第10章 猫の日
中也が去っていった執務室。
紅葉は態とらしく大きく息を吐いた。
そして、
「お主等、何か知っておるな?」
静かな声で、1人と2匹に声を掛ける。
「な、何のことでしょう」
「呆けるか、それでも善いぞ?私はな」
「……え?」
紅葉はニッコリと笑っている。
予想していた返しと違うことに更に動揺する新人。
そして、スッと目を細めて続けた。
「知らぬぞ。キレた中也は、何をするか判らないからのう」
「……。」
「勿論、私は止めぬ。もし仮に、お主等が指輪の在り処を知っていてそれを故意にやっておるとするならば立派な不敬罪じゃからな」
「そんな…あのがっ……小娘は本当に幹部の方なのですか?」
新人が紅葉に問う。
最早、犯人であることを自白した事に気付いていない新人にホホホ、と笑いながら紅葉は続ける。

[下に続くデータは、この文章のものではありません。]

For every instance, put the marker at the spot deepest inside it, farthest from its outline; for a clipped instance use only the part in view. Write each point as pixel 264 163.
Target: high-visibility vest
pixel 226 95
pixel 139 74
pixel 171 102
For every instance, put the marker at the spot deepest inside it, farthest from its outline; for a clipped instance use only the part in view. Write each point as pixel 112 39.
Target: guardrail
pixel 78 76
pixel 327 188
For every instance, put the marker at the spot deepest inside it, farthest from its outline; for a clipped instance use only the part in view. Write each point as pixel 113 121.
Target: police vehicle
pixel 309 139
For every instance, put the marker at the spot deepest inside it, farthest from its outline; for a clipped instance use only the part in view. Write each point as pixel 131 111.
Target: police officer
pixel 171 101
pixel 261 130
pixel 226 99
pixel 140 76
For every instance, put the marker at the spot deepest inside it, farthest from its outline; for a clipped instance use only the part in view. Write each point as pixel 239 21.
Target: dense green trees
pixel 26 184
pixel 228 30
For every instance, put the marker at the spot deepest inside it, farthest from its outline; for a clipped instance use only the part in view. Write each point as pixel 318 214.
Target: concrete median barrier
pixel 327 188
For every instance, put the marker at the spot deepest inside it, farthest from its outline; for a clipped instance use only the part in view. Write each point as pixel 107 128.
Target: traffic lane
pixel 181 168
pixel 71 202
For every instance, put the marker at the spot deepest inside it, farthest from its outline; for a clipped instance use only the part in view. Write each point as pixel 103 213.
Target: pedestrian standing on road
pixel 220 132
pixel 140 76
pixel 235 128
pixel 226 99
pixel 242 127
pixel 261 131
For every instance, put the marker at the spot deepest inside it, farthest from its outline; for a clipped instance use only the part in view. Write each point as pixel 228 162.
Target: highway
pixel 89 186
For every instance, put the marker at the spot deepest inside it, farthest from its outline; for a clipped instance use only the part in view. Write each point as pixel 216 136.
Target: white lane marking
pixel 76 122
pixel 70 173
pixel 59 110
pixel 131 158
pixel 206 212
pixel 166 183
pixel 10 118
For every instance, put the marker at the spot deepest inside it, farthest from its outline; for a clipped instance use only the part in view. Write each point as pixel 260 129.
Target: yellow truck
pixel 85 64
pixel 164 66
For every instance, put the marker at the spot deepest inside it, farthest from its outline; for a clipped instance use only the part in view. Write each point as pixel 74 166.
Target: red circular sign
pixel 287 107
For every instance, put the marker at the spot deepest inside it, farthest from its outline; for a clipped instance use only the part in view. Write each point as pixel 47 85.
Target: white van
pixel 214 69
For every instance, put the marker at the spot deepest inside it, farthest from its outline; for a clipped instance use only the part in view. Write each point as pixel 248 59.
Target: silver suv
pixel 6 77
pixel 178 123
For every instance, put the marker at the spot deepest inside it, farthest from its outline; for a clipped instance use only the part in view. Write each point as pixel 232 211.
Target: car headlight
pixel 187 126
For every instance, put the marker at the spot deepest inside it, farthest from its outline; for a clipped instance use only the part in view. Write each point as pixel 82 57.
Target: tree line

「幹部であるのは間違いないが、お主等が不敬を働いたのはアリスにではない。中也にじゃ」
「中原幹部にですか!?そのようなことは決してっーーー」
「アリスの指輪の送り主は中也じゃ」
「「「!?」」」
ハッキリと云う紅葉に、驚きを隠せない1人と2匹。
「そんな……!中原幹部がっ……」
「お主等が中也に懸想している事は薄々気付いておったが真逆、こんなことまで仕出かすとはのう…」
呆れながらそう云うと、紅葉は大きな溜息を着いたのだった。